Polling shows an overwhelming majority of the public disapproves of the war and fears its economic and security fallout. Trump, true to form, will claim success regardless. That leaves Republicans—from senators and representatives to cable news hosts and podcasters—with the unenviable task of convincing a jaded electorate that the sacrifice was worth it. Spoiler: it’s practically impossible.
No president ever admits defeat. Every administration spins its wars, from Iraq to Afghanistan, and blames predecessors when the public doesn’t buy it. But Trump’s Iran victory declaration feels even more hollow. He demanded “unconditional surrender,” forgetting that such terms were achieved in World War II only after invading Europe and dropping atomic bombs. There will be no U.S. Marines planting a flag on the Iranian parliament, no ayatollahs signing surrender documents on a warship.
Trump wanted regime change, claimed it happened after killing Ayatollah Ali Khamenei, and now says the Iranian government is fractured and nonfunctional. If that were true, who exactly is the U.S. negotiating with? According to an Axios report, a one-page memo outlines a deal: Iran’s nuclear program—which Trump said was obliterated but then revived—would face a moratorium, the U.S. would lift sanctions and release billions in frozen assets, and the Strait of Hormuz would reopen without harassment. The president started a war, demanded unconditional surrender and no nuclear program, and is now negotiating terms that allow Iran’s nuclear ambitions to continue.
Trump will claim this was the plan all along. Republicans will fall in line, but their credibility is already frayed. They’ve defended tariffs, the DOGE initiative, attacks on the First, Second, and Fourth Amendments, and the notion that Venezuela is no longer socialist. They’ve argued that “no more forever wars” only applies to Democrats and that ballooning deficits are fine as long as they hold power. And then there’s the ballroom—Trump’s pet project that has become a symbol of his second-term priorities.
The Iran war should be a litmus test for GOP incumbents and candidates. You can’t claim to be an “America First” isolationist while backing a president’s military folly. You can’t advocate for small government and fiscal restraint while voting for a $1.5 trillion defense budget to fund the conflict. And you can’t defend this war if you’d be outraged had Barack Obama, Joe Biden, or Kamala Harris launched it.
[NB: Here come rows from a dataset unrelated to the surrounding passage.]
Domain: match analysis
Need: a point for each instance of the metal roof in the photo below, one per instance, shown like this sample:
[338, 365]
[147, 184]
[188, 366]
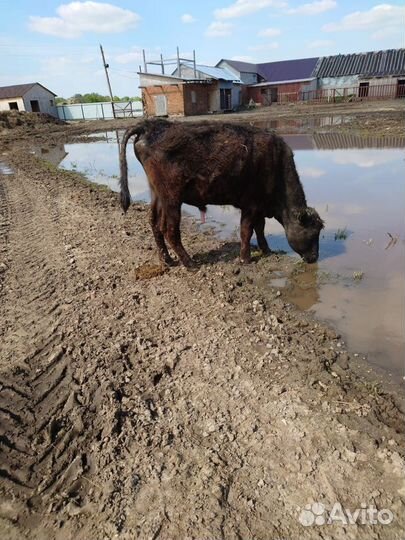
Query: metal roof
[371, 64]
[287, 70]
[242, 67]
[284, 70]
[267, 83]
[212, 72]
[18, 90]
[218, 73]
The midterm outlook is grim for Republicans, even with gerrymandering gains. Voters are angry over the war, the economy, and Trump’s distractions—like his feud with the Pope over the ballroom. GOP lawmakers face a choice: advocate for their constituents or defend Trump. The mental gymnastics required to do both are exhausting. Selling the Iran war as a positive is close to impossible. Maybe they should stick to the ballroom.